I was living in Phoenix working for my dad and working at a local church as the Children's Arts Coordinator. A month later I'd accept an opportunity and hastily move to California and end up in San Francisco where I remain.
2. snacks i enjoy
Peanut butter on apples, cucumbers and tomatoes with lots of salt, pita chips
3. five things on my to-do list today
1) Count my points for Fat Camp
2) Print out my tax returns
3) Take Anni to the airport
4) File some paperwork at home
5) Change the sheets on my bed
4. things i would do if i became a billionaire
I'd pay off my parents' and brother's debts, give a chunk to the babies for their college funds, travel, fund an orphan care program in Kenya
5. three bad habits
- leaving clothes everywhere
5. five places i have lived
Phoenix, AZ, St. Davids, PA, San Francisco, CA, Mill Valley, CA, Flagstaff, AZ
6. jobs i have had:
Family business - print shopCirculation Supervisor in a theology library
Office ManagerChildren's Ministry Coordinator
7. things people don’t know about me (well, some people do):
If you read this, consider yourself tagged!

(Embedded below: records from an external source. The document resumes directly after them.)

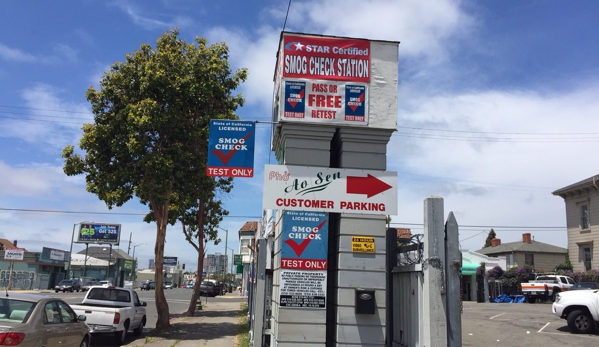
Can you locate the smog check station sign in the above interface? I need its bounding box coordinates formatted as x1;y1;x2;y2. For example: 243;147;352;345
279;211;329;308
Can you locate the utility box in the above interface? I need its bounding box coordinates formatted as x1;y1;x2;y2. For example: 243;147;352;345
356;289;376;314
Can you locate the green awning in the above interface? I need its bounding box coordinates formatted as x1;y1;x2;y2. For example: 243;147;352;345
462;264;480;275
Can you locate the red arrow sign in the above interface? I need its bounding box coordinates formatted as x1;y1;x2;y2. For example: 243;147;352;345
347;174;392;198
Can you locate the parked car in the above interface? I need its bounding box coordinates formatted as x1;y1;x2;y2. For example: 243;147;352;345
520;275;576;304
0;293;91;347
54;280;81;293
81;281;101;292
140;281;156;290
69;286;147;346
100;281;114;287
552;290;599;334
200;281;220;296
570;282;599;290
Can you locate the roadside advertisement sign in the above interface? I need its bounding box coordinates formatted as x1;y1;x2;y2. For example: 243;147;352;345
279;270;327;309
162;257;177;266
281;211;329;270
282;35;370;83
4;248;25;260
206;120;256;177
262;165;397;215
279;211;329;308
279;80;368;125
75;223;121;245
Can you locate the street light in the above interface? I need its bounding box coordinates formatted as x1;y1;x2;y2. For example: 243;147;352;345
131;242;146;281
216;225;229;282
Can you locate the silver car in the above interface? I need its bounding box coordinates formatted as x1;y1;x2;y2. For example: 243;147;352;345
0;292;91;347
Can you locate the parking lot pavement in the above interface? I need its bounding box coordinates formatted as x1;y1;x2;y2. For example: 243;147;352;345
462;301;599;347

- I had a 1989 V8 Mustang fastback my senior year in high school
- I have been in most of the contiguous 48 states
- I have an irrational love for Bruce Boxleitner
- My only childhood scar is a large dent in my right butt cheek from falling out of a tree at the age of 6 and landing on a tree root that was sticking out of the ground
- I've had Dallas Willard's home phone number in my cell phone since 2001 and can't bring myself to delete it (but I've never used it - he called me for a conference I was coordinating, long story)
- I eat with my fingers a lot more than I should
- My jammies have to match - top and bottom - or I can't sleep
Monday, April 07, 2008
- Dinner and hanging out with Lara. We made a great dinner of seared tuna and salmon, steamed broccoli and salad - delicious.

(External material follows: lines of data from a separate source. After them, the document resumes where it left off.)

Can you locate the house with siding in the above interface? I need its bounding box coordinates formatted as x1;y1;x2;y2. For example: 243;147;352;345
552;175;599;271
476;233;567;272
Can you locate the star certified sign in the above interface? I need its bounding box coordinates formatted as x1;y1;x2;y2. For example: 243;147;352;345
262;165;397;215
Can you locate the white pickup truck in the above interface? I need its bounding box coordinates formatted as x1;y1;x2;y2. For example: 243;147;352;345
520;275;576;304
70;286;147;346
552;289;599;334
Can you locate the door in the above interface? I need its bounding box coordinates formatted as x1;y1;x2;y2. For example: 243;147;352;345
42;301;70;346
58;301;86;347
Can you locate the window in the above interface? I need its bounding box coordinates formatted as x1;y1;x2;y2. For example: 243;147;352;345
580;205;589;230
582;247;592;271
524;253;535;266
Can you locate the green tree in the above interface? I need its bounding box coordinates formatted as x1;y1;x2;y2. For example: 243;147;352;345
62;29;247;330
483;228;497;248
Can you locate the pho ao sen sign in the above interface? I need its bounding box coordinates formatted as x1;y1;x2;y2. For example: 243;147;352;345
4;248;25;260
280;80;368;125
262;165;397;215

- I played the Wii for the first time - created a Mii and everything. I played bowling and some Super Mario Universe game. I was never so much with the video games even when they first came out and we had Atari and Colecovision at our house, but this was kind of a good time.

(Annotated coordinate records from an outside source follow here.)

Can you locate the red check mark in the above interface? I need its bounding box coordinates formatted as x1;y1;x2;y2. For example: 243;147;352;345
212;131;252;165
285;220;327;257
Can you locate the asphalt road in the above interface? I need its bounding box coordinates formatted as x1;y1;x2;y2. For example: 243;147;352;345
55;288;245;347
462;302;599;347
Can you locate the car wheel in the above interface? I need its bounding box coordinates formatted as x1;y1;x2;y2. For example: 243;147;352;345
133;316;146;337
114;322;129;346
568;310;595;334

- I payed TEN DOLLARS for two pints of Ben & Jerry's. Damn you corner store - damn you!
- Slept in and enjoyed a delicious breakfast. I love a lazy Saturday AM breakfast. My routine is to eat breakfast while watching The Soup from the night before. Joel McHale is the funniest person alive.
- Went to the Annie Leibovitz exhibit at the Legion of Honor. Photography is my favorite medium because I really love the realism of it and no one captures people in both natural and staged situations like Annie.
- Got a facial. I have the best facial lady in the free world. More than once I woke myself up by snoring during the process. So don't care though - it was fabulous.
- I had dinner and hung out with AZ. We had french bread pizzas and caesar salad and chocolate chip raspberry fruit bars for dessert.
- After dinner we watched The Last King of Scotland. Well-deserved Oscar, Forrest! You played the crazy better that Jack in Cuckoo's Nest.
- Church in the morning, which was great. We had a great crowd there - only 6 fewer people than Easter - and that was with some regulars being out. I'll write more on our current series on Creation later.
- Steering Committee Meeting. I have no power - I just have to sit there, so therefore, I will say nothing.
- I had some time to chill in the afternoon and watched the season finale of New Adventures of Old Christine. That show is absolutely brilliant.
- Sunday evening I attended a performance of Caroline, or Change in Mountain View. Such a fantastic show - more of a folk pop opera than a musical. One scene in particular was toward the end when Caroline recognized the need for change inside herself, both to benefit her and her children, and it is set in such a way that echoes the scene from Gone With the Wind when Scarlet vows to never be hungry again. In this case, however, it was a woman dealing with internal demons rather than external, and pleading with God to change her and submitting to God's leadership, rather than telling God what God should do. It was very moving and all the performances were excellent.
That's all, but that's a lot. As you might imagine I'm dragging a bit today, but it was all worth it. Good times.